Firebase Storage security read rule ignored

3
votes

I've met with some unexpected behaviour when trying to write my Firebase Storage security rules for an Android app.

To test a simple case, I wrote the following rules:

service firebase.storage {
  match /b/<my-firebase-storage-bucket>/o {
    match /{allPaths=**} {
      allow read: if request.auth.uid == "mystery";
      allow write: if request.auth.uid == "6EP13cYABCciskhKwMTaXYZHS5g1";
    }
  }
}

The effect was that I could only upload a file if I logged into my app with the authorised write uid - "6EP13cYABCciskhKwMTaXYZHS5g1" - but I could still read a file regardless of which uid I was logged in with. So it appeared that only the write rule was actually operative; the read rule was being ignored.

To test further, I rewrote the rules as:

service firebase.storage {
  match /b/<my-firebase-storage-bucket>/o {
    match /{allPaths=**} {
      allow read: if false;
      allow write: if true;
    }
  }
}

This allowed me to both upload and read files when logged into my app: again it seemed that only the write rule was operative.

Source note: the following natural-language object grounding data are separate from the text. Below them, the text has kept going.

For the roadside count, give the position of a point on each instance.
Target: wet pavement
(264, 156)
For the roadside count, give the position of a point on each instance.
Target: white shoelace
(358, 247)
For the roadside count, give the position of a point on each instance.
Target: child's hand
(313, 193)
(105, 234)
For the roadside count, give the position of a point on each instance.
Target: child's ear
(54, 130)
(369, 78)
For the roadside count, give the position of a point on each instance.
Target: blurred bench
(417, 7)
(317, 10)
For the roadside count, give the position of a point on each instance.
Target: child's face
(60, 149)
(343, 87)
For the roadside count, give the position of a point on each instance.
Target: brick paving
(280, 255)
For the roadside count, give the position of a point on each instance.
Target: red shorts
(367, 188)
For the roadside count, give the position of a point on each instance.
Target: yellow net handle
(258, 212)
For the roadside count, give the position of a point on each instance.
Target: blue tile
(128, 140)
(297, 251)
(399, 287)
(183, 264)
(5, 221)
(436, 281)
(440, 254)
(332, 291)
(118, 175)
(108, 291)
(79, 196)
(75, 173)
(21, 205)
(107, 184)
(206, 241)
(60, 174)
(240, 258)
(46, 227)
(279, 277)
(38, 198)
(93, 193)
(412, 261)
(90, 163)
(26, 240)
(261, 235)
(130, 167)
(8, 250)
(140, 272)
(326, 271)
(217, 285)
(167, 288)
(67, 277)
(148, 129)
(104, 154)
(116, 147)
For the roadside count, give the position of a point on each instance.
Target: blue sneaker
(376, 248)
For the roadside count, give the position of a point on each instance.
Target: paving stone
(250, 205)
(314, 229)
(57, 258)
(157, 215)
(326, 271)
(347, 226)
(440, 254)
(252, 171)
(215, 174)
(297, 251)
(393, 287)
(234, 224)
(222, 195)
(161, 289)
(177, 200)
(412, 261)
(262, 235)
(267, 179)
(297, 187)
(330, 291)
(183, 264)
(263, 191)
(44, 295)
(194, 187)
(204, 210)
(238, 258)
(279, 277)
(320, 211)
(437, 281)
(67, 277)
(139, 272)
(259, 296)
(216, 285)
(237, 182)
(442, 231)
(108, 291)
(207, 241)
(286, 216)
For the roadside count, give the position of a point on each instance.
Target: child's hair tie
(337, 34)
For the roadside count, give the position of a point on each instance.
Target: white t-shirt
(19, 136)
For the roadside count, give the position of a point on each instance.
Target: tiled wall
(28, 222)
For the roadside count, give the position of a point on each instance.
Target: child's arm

Can anyone think of a possible explanantion for this?

1
androidfirebasefirebase-securityfirebase-storage
I can't reproduce your results using version 9.4.0. I use putBytes()/getBytes() and Task listeners to detect success and failure. For both sets of rules you posted, I am able to write but get permission failures for read. Can you provide more details about what methods you are using to read/write and how you are sensing read status?Bob Snyder
@qbix - thanks for your help with this. I also have version 9.4.0. For upload, I use StorageReference.putFile(Uri). This returns an UploadTask, to which I have added an onSuccessListener. The listener calls taskSnapshot.getDownloadUrl() when the upload completes. The Url is sent to a "firebaseUri" field in a Realtime Database which the downloader has access to. The change in the "firebaseUri" field triggers a call to populateViewHolder() in a FirebaseRecyclerAdapter, which then loads the image using Glide. The image does actually load, hence the read must have been successful.CKP78

1 Answers

2
votes

You explain in the comment under your question that you use getDownloadUrl() to obtain an URL for the file. You then pass the URL to Glide, which reads the file. The documention for getDownloadUrl() notes that the URL can be used to share the file :

Asynchronously retrieves a long lived download URL with a revokable token. This can be used to share the file with others, but can be revoked by a developer in the Firebase Console if desired.

That suggests to me that the URL is effectively a "shareable link" to the file and security rules defined in Firebase Storage do not apply when the URL is used to access the file. One can think of many cases where it is not possible to apply the rules. For example, when the URL is used in a Glide request, the request does not contain information about the requestor's signed-in UID, it only contains the URL.

If you want to restrict access to a file via the URL, I think you can only do that by restricting access to the URL itself.